By Angelica Recierdo, The Annotated Muse
Get yourself together. During years one and two you were sad to leave home and even let a tear or two fall. In years three and five, you’re like “can’t believe I still come here once a year.”
You drag a suitcase in a particular manner that doesn’t make you look like a tourist. In fact, you take authority in your probably more than 50 rides with Bolt Bus or Megabus. You don’t print your tickets anymore like some kind of novice. You don’t even do that preliminary email inbox search to make sure it’s still there; you’re chancing it like it’s your last bus ride ever.
Stand in line and make up life stories for all the people waiting with you. The guy in the Boston College sweatshirt is reading sheet music in the middle of an economics textbook. “Maybe he’ll get the courage to change his major this semester,” you think to yourself. A girl in a Red Sox cap is on the phone holding back tears, and you’re wondering if she’s leaving heartbreak or heading toward it. The Boston bus rolls up, and D.C. passengers are sluggishly getting off. A woman hands you a baby so she can smoke a cigarette, and you’re swearing you’ll check airlines earlier as you’re bouncing an infant on your hip.
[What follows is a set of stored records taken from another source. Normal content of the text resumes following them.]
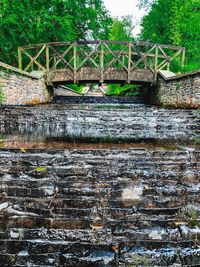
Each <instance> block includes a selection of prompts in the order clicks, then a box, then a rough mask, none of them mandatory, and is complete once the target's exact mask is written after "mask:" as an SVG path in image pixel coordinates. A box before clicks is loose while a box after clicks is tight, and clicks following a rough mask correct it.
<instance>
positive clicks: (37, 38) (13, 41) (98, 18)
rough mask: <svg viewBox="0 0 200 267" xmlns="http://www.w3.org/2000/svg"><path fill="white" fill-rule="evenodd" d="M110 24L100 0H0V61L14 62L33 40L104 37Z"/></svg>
mask: <svg viewBox="0 0 200 267" xmlns="http://www.w3.org/2000/svg"><path fill="white" fill-rule="evenodd" d="M111 25H112V19H111V17H110V15H109V13H108V11H107V10H106V9H105V7H104V5H103V2H102V1H101V0H23V1H22V0H14V1H10V0H0V34H1V42H0V60H2V61H5V62H7V63H10V64H16V51H17V47H18V46H23V45H29V44H33V43H43V42H56V41H73V40H77V39H87V38H88V37H89V38H95V39H96V38H99V39H102V38H103V39H104V38H105V39H106V38H108V33H109V29H110V26H111Z"/></svg>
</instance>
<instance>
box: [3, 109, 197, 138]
mask: <svg viewBox="0 0 200 267" xmlns="http://www.w3.org/2000/svg"><path fill="white" fill-rule="evenodd" d="M80 107H81V108H80ZM199 125H200V112H198V111H195V110H181V109H166V108H165V109H164V108H158V107H152V106H146V105H144V104H133V105H131V104H129V105H115V106H114V105H108V104H106V105H103V104H101V105H99V104H98V105H94V104H87V105H86V104H82V105H81V106H80V105H79V104H78V105H53V104H51V105H49V106H48V105H42V106H36V107H18V108H15V107H2V108H0V132H1V133H4V134H13V135H15V134H16V135H18V134H19V135H24V136H27V138H29V139H30V138H32V139H33V140H34V139H38V138H41V139H45V138H66V139H67V138H72V139H73V138H86V139H89V140H90V141H91V140H92V139H95V140H96V139H103V140H116V139H122V140H126V141H127V140H132V141H142V140H156V141H157V140H161V141H168V140H169V141H172V140H180V141H188V140H196V139H197V138H199V136H200V135H199V133H200V132H199Z"/></svg>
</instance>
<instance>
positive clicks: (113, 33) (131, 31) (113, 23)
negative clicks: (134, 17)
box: [109, 16, 133, 41]
mask: <svg viewBox="0 0 200 267" xmlns="http://www.w3.org/2000/svg"><path fill="white" fill-rule="evenodd" d="M132 29H133V24H132V20H131V17H129V16H127V17H123V18H122V19H121V20H119V19H114V21H113V25H112V27H111V30H110V34H109V40H110V41H130V40H132V38H131V32H132Z"/></svg>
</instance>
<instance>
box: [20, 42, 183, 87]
mask: <svg viewBox="0 0 200 267" xmlns="http://www.w3.org/2000/svg"><path fill="white" fill-rule="evenodd" d="M184 60H185V48H183V47H177V46H169V45H161V44H150V43H141V42H137V43H135V42H116V41H89V42H87V41H80V42H57V43H46V44H36V45H30V46H24V47H19V48H18V61H19V68H20V69H21V70H24V71H26V72H31V71H33V70H42V71H44V73H45V74H46V77H47V80H48V81H50V80H51V75H52V73H53V72H54V71H55V70H63V69H69V70H71V72H72V73H73V77H74V82H76V80H77V79H76V77H77V73H78V71H80V70H81V68H95V69H96V70H97V71H98V72H99V74H100V77H101V78H100V81H101V82H103V81H104V73H105V72H106V70H108V69H112V68H119V69H123V71H124V74H125V76H126V79H127V82H130V75H131V72H132V71H133V70H134V69H144V70H150V71H151V72H152V73H153V74H154V75H155V78H156V76H157V73H158V71H160V70H170V66H171V65H172V64H174V62H175V61H176V62H178V64H180V65H181V66H182V67H183V65H184Z"/></svg>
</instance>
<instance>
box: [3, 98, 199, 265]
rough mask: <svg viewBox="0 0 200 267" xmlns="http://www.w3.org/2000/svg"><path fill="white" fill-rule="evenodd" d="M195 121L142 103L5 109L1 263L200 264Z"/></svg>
mask: <svg viewBox="0 0 200 267" xmlns="http://www.w3.org/2000/svg"><path fill="white" fill-rule="evenodd" d="M199 125H200V113H199V111H197V110H196V111H194V110H181V109H180V110H173V109H164V108H157V107H153V106H146V105H144V104H142V103H137V104H123V105H121V104H120V105H119V104H108V105H105V104H104V105H103V104H101V105H98V104H83V105H80V104H79V105H67V106H65V105H56V104H54V105H53V104H52V105H42V106H37V107H19V106H18V107H5V106H4V107H0V267H1V266H2V267H4V266H13V267H25V266H28V267H50V266H54V267H56V266H59V267H68V266H69V267H106V266H109V267H112V266H118V267H133V266H147V267H156V266H157V267H168V266H173V267H183V266H200V146H199V145H198V144H197V143H198V142H199V134H200V128H199ZM70 138H71V139H72V140H73V143H72V144H71V143H67V142H66V141H67V140H68V141H69V139H70ZM77 138H79V140H81V141H82V140H83V139H86V140H87V141H88V140H90V141H91V140H93V141H94V140H99V141H101V142H100V143H98V144H95V143H93V144H88V143H85V144H83V143H81V141H80V142H78V143H77V140H76V139H77ZM120 139H121V143H120V144H116V143H114V142H113V141H116V140H118V141H119V140H120ZM59 140H62V142H58V141H59ZM106 140H108V141H112V142H111V143H109V144H107V143H103V141H106ZM122 140H123V141H126V143H125V142H122ZM130 141H132V142H130ZM136 141H142V143H138V142H136ZM149 141H157V142H158V143H159V145H155V143H154V142H151V143H148V142H149ZM180 141H181V142H180ZM145 142H147V143H145ZM161 142H164V145H163V144H161ZM195 142H196V144H195V145H194V143H195ZM39 148H40V149H39Z"/></svg>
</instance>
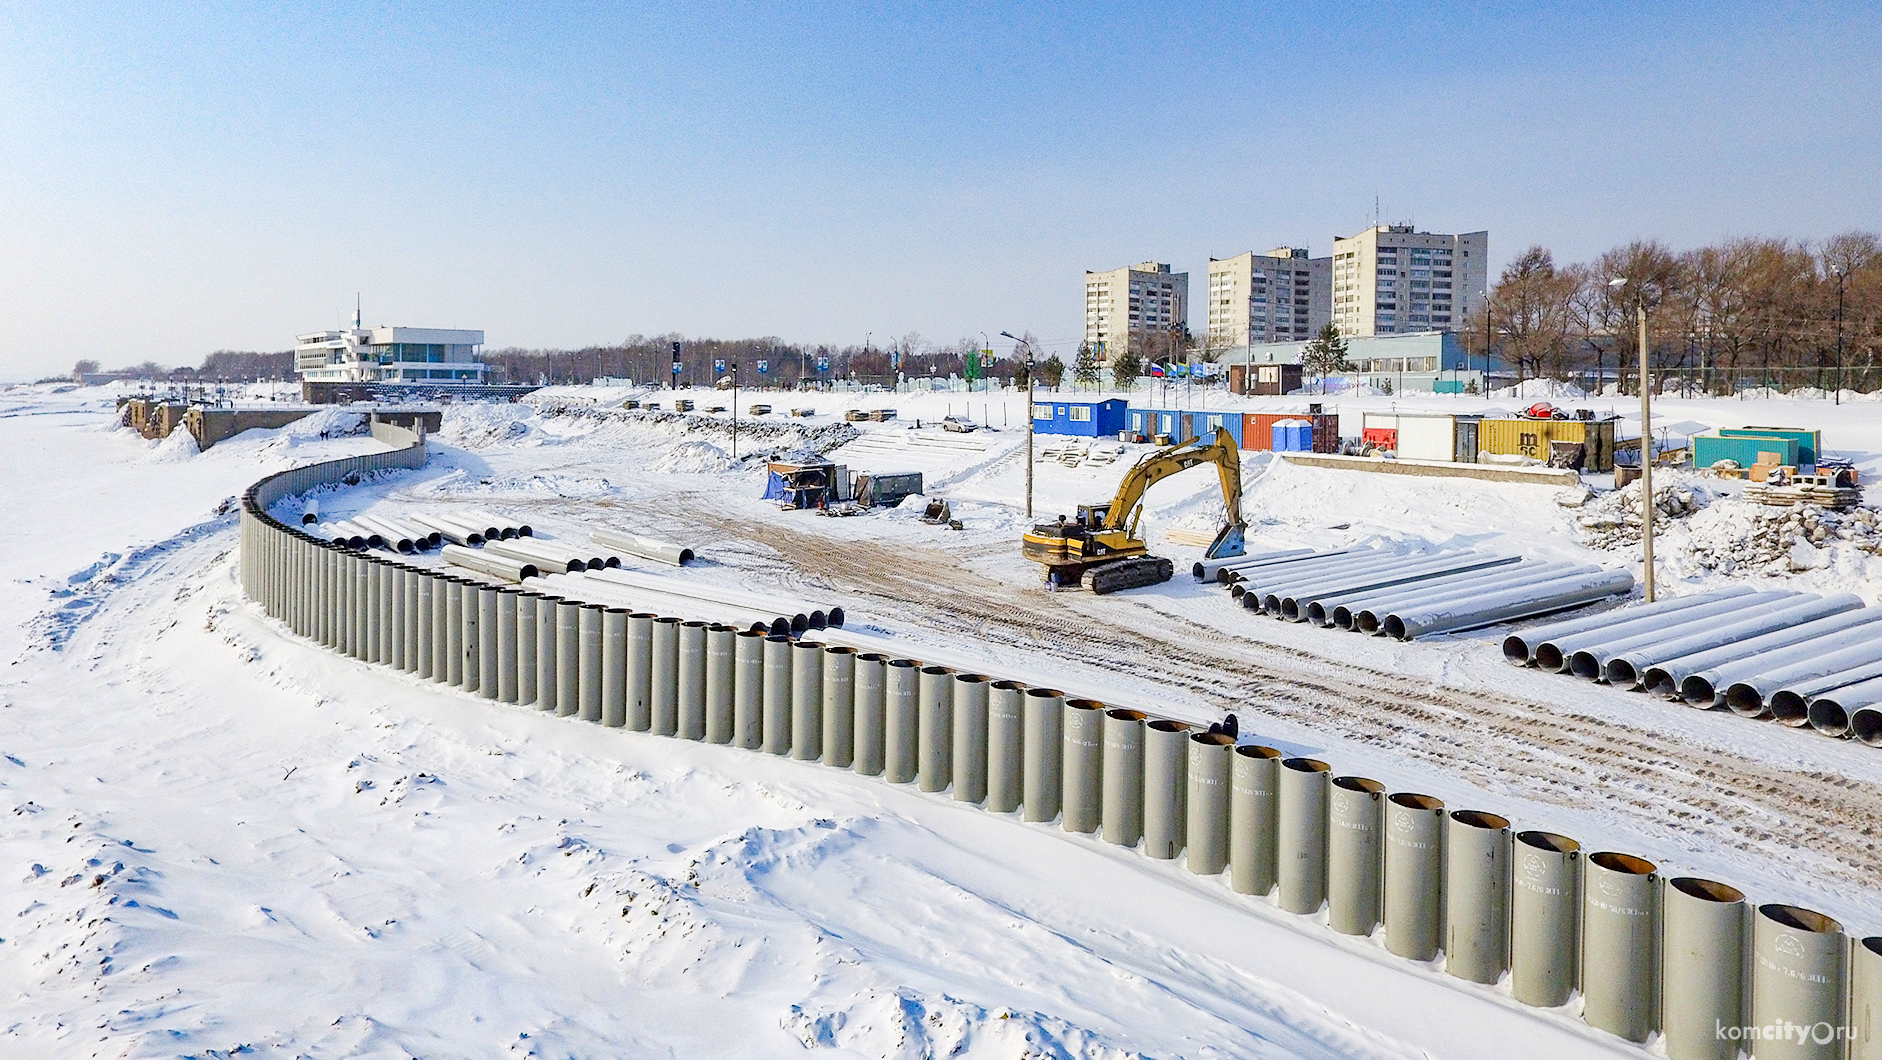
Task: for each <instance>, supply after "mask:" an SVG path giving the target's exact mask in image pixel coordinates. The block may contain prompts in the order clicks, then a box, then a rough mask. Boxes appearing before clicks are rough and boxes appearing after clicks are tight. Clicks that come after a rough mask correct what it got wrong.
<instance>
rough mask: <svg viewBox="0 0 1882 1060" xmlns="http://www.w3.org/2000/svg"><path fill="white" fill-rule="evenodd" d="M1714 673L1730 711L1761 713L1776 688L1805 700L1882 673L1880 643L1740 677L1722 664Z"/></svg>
mask: <svg viewBox="0 0 1882 1060" xmlns="http://www.w3.org/2000/svg"><path fill="white" fill-rule="evenodd" d="M1718 674H1720V676H1718V678H1715V680H1713V685H1715V687H1718V689H1720V693H1722V699H1724V702H1726V706H1728V708H1730V710H1731V714H1737V715H1741V717H1763V714H1765V712H1767V710H1771V699H1773V697H1775V695H1777V693H1780V691H1786V693H1790V695H1792V697H1797V699H1799V700H1803V702H1809V699H1810V697H1814V695H1818V693H1824V691H1829V689H1837V687H1842V685H1848V683H1856V682H1865V680H1869V678H1878V676H1882V644H1858V646H1854V648H1844V650H1841V651H1827V653H1824V655H1820V657H1814V659H1807V661H1801V663H1795V665H1790V667H1780V668H1773V670H1765V672H1758V674H1748V676H1743V678H1731V676H1730V674H1728V672H1726V668H1724V667H1720V668H1718ZM1824 682H1831V683H1824Z"/></svg>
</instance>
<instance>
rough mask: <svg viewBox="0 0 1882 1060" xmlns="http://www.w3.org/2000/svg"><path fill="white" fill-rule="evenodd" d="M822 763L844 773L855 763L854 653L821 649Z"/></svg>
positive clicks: (845, 644) (844, 645)
mask: <svg viewBox="0 0 1882 1060" xmlns="http://www.w3.org/2000/svg"><path fill="white" fill-rule="evenodd" d="M822 676H824V682H822V721H824V731H822V751H824V753H822V763H824V764H826V766H836V768H839V770H847V768H851V766H853V764H854V763H856V650H854V648H851V646H847V644H828V646H824V661H822Z"/></svg>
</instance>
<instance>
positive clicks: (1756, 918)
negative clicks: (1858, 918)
mask: <svg viewBox="0 0 1882 1060" xmlns="http://www.w3.org/2000/svg"><path fill="white" fill-rule="evenodd" d="M1844 945H1846V943H1844V938H1842V924H1839V923H1837V921H1831V919H1829V917H1826V915H1822V913H1816V911H1812V909H1799V907H1797V906H1777V904H1771V906H1758V913H1756V915H1754V917H1752V1028H1767V1026H1780V1024H1790V1026H1792V1028H1799V1030H1803V1028H1809V1032H1810V1034H1797V1036H1788V1037H1778V1039H1777V1041H1771V1039H1760V1041H1756V1043H1754V1045H1752V1056H1756V1060H1841V1058H1842V1052H1844V1049H1842V1047H1844V1041H1842V1039H1844V1037H1846V1034H1844V1032H1842V1028H1848V1019H1846V1015H1844V1013H1846V998H1844V968H1846V962H1844ZM1818 1028H1824V1030H1827V1034H1816V1030H1818Z"/></svg>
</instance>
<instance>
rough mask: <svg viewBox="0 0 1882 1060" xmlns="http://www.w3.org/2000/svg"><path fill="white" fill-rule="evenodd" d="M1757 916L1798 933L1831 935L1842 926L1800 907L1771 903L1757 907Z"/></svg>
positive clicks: (1812, 909) (1828, 918)
mask: <svg viewBox="0 0 1882 1060" xmlns="http://www.w3.org/2000/svg"><path fill="white" fill-rule="evenodd" d="M1758 915H1760V917H1763V919H1767V921H1771V923H1777V924H1784V926H1786V928H1797V930H1799V932H1812V934H1831V932H1841V930H1842V924H1839V923H1837V921H1831V919H1829V917H1826V915H1822V913H1818V911H1816V909H1805V907H1801V906H1782V904H1778V902H1771V904H1769V906H1758Z"/></svg>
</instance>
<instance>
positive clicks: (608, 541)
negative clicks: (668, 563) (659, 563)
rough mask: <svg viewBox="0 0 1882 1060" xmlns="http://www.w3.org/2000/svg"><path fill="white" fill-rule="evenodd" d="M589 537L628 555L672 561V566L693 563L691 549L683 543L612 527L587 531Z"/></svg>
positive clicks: (664, 561)
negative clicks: (588, 531)
mask: <svg viewBox="0 0 1882 1060" xmlns="http://www.w3.org/2000/svg"><path fill="white" fill-rule="evenodd" d="M589 537H593V538H595V542H597V544H604V546H608V548H619V550H621V552H625V554H629V555H638V557H642V559H655V561H659V563H672V565H674V567H685V565H687V563H693V550H691V548H687V546H683V544H672V542H666V540H657V538H651V537H640V535H632V533H623V531H612V529H597V531H589Z"/></svg>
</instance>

Hand your one-ton suitcase to the driver, who throws it into a black hole, and then beg him to retrieve it because you left your headphones and book in it. Walk up to the second floor because the rides are somehow better on the top of a double-decker bus (probably because of the view and the distance from the bathroom). Scan the rows for an empty window seat. Take the first one you see and try not to look disappointed if someone sits next to you. Exchange niceties if you’re both up for it and secretly hope they don’t mind that you like to put your bare foot next to their seat to get comfortable.You have a sense of the trip by now and know that it takes a while to get out of the city. By this time, people have settled inside their solitary caves, protected with headphones and defensive gear within reach: laptop open and snacks in the front seat pocket. You have those things, too, but always get enchanted by the scenery of the road, your reverie punctuated by your own thoughts.
The route makes you think of how milestones are like cities and mundane daily life in between milestones is like the suburbs. New York City was your 18th birthday and Boston was your 21st. Nineteen and 20 are smaller cities on the way like New Haven and Hartford.
The stranger sitting next to you dozes off, and his head ends up on your shoulder. At first you’re annoyed, but you let it stay there. There’s an unspoken comfort in a fellow traveler – someone who is out of their usual element and experiencing it with you. You wonder about all the bus passengers you sat next to in your past and make small wishes for them.
I’ll never forget sitting next to a guy from New Zealand on our way to New York, and when we stopped in New Haven for a food break, he thought we were already there. Or the time I sat next to a woman who was an aviation meteorologist and afraid of flying. The perspectives we bring to traveling say so much about how we interacted with the world up until that point.
People hibernate on buses. Some can go the whole four hours without saying a word, unaware that maybe the person next to them goes to Northeastern, too, or that the driver has driven you home and back before. Wouldn’t that be cool if the bus ride experience was redesigned to be more social? Every row could come with a topic card to talk about, or on the itinerary that’s emailed to you, they could tell you these are all the countries and states on this bus right now, and you’re sitting across from a ballerina and next to a scientist.
On planes, they still do their headcount – 157 souls on board. But how many worlds and teams and organizations and commonalities thread those 157 together? What amazing work and collaborations could get done in those four hours? Go and find out.